Edward descendant of Alfred the Great spent most of his live in the exile in France and was crowned in the abbey of Westminster.

He married another saint and queen Sancta Edita.

In my apartment of Beverley road, damp with falling wall paper and with a gas heater which cost me a fortune you had to keep patenting shillings in the slit and hardly and went that terrible winter of 66 without electricity for lack of payment, I meditated shivering underneath my craggy blankets and half starving about this mysterious king.

He was a kind o of anticlimax. I thought that the confessor of the Faith was only in my head. He did not exist.

Nearly naked or in rags like most of poor students, I bought clothes at pawn shops and dowdies.

I smoked woodbine and N.6 horrid cigarettes and mean and down to earth like the Northerners I came across. They made you cough and no wonder they gave lung cancer to my good landlady. I was a regular at the Bull a rough pub at the intersection of Beverley and Nottingham road.

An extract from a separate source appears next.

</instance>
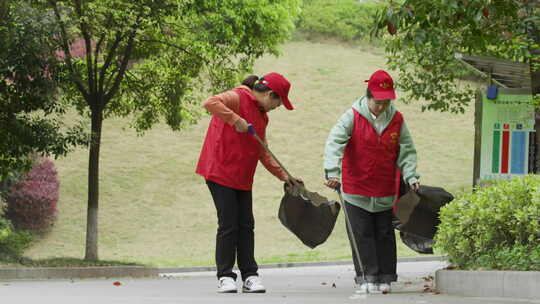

My teaching was a disaster.

I had a fight with that Paul Preston because of Franco. He is now a very renowned historian of the Spanish Civil war. Preston hated Spaniards. I could not stand him.

In spite of that I saved my pennies for tickets at local pubs and the dancing halls. There was one dancing called the Locarno I remember well... There I met nymphomaniacs. They liked quickies in the street alleys too call or on the back of a car.

But where was Edward the confessor? Not in Hull the dull. That king was a sort of fiasco. All England was a kind of fiasco. I learnt the language and I learned love and the facts of life the hard way.

Of course England had me in a way but it was tough and very disappointed in those bad old days.